Mesfin denied that the TFG or "our troops" had created obstacles, and noted that
TFG Prime Minister Gedi had "the day before yesterday said that humanitarian aid
is welcome."
In an
interview appearing in the Times of London on April 27, Gedi is
quoted
accusing UN agencies "of corruption; of using private airstrips to ship in
contraband, weapons and insurgents; of striking cozy deals with warlords and the
ousted Islamic Courts regime and pocketing the proceeds. He said the United
Nations' World Food Program and other agencies were upset because they had lost
power after effectively governing Somalia during its 15 years of civil war and
anarchy. 'They want to operate in this country without any control,' he
declared. 'They know they can't do that any more . . . Now there's a Prime
Minister who knows them too well.'"
Inner
City Press at Friday's
noon briefing asked
Ban Ki-moon's spokesperson for a response:
Inner City Press: In
Somalia, the Prime Minister in an interview had said that the UN aid agencies
are used to running the country like it’s their own fiefdom and that they’re
basically disagreeing with Mr. [John] Holmes in terms of humanitarian access.
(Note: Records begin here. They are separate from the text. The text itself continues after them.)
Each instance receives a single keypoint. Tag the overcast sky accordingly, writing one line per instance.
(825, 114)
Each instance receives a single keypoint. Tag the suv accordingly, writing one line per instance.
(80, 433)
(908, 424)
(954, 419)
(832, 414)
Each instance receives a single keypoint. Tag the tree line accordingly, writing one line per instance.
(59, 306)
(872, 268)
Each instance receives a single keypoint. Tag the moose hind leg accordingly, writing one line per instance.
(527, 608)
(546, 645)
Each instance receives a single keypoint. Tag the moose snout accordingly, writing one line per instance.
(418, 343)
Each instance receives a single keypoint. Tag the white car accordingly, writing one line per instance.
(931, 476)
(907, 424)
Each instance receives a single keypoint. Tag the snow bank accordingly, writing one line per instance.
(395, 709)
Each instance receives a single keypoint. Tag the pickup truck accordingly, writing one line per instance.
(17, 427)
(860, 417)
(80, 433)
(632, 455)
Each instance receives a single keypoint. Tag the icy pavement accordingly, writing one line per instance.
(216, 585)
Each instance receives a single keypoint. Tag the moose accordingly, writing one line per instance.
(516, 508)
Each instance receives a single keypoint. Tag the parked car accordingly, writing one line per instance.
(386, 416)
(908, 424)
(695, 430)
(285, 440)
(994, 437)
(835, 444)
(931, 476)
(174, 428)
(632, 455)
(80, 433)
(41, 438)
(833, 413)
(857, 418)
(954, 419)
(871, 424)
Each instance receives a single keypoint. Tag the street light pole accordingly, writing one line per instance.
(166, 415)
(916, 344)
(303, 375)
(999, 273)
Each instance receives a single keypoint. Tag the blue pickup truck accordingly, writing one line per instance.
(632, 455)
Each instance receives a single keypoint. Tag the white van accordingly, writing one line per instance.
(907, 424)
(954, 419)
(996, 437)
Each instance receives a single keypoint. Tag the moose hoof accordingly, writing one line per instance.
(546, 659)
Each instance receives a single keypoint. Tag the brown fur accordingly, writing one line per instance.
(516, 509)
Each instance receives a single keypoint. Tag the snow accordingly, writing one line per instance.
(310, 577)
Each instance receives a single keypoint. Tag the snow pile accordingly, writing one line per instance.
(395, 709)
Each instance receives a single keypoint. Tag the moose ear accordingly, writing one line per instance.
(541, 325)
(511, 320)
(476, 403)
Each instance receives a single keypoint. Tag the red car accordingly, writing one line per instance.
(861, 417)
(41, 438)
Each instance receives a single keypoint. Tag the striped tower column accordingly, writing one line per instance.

So I'm wondering if anyone in the UN system has some response to those
statements or what the status is of humanitarian access in Somalia.
Spokesperson: Well,
according to what I got today, the discussions were good and they were given
access. And the tone was positive on the part of WFP.
After
some other Inner City Press questions,
a statement was handed to Spokesperson:
Spokesperson: "We
can find an answer for you. And about Somalia, as far as I know, and I see the
information I got there, there was a meeting about the Transitional Federal
Government (TFG) of Somalia. The meeting was positive. WFP was given the green
light to begin deliveries, which was done. And basically everything is working
now between WFP and TFG. According to OCHA, the UN has some 200 national and
international staff in south central Somalia whose sole aim is to assist the
people of that country, including in delivering urgently needed life-saving
assistance. So, the UN humanitarian agencies, which are non-political, do not
aspire to enjoy power in Somalia or elsewhere, as was said in an article today."
Later on
Friday, Inner City Press interviewed Idd Beddel Mohamed, the Somali TFG's Deputy
Permanent Representative to the UN, who said:
"The UN agencies used
to serve Somalia when there was no government. Now instead of adapting, they
still want to dictate terms. The UN hired warlords, paid them in dollars to
protect and deliver. The warlords bought more technicals and militias. The UN
agencies should not try to address the difference by talking to the media."
Inner
City Press asked him to confirm that the TFG has appointed as Police Chief one
of the individuals whom the U.S. was seeking during the incident memorialized in
"Blackhawk Down." Yes, he said, it is Col. Aideed (a/k/a Abdi Qaybdiid).
The
worm, as they say, has turned...
Idd
Beddel Mohamed at the UN
While the
UN had earlier on Friday announced the re-appointment of Francois Lonseny Fall
for another year as the UN's envoy to Somalia, Idd Beddel Mohamed said he hadn't
been aware, and said: "Why isn't he in Mogadishu? Let him enjoy Nairobi, and
even the beaches of Mombassa." Inner City Press asked whether minorities like
the Mushinguli were included in the TFG as required by the "4.5" plan previously
alluded to by Lonseny Fall. "They have the ministry of sports!" Idd Beddel
Mohamed exclaimed.
[Under "4.5,"
each of Somalia's four main clans are supposed to get slightly less than 25% of
the posts, with 1/9th for other minorities, such as the ultimate underdogs, the
Mushinguli, brought to Somalia from further South in Africa, and long denied
their rights, a topic to which we will return.]
Idd
Beddel Mohamed
chided Inner City Press for asking Under
Secretary General John Holmes about quotes from the TFG President and deputy
defense minister, saying that
the quotes are just "internet propaganda." When Inner City Press pointed out
that the source was Voice of America, Idd Beddel Mohamed replied that Voice of
America's "affiliate in Mogadishu is owned by a supporter of these insurgents."
Before he
left the UN, Ethiopian Foreign Minister Seyoum Mesfin pronounced that "the
backbone of the terrorists has been completely shattered" but that a different
message gets out, because they have "a wide network globally."
Who
are you going to believe? For now, the UN and Security Council appear to
continue to cast their lot with the TFG, despite warnings. Or is the
European Commission's warning about war
crimes and complicity just
"internet propaganda"? We will continue to cover this.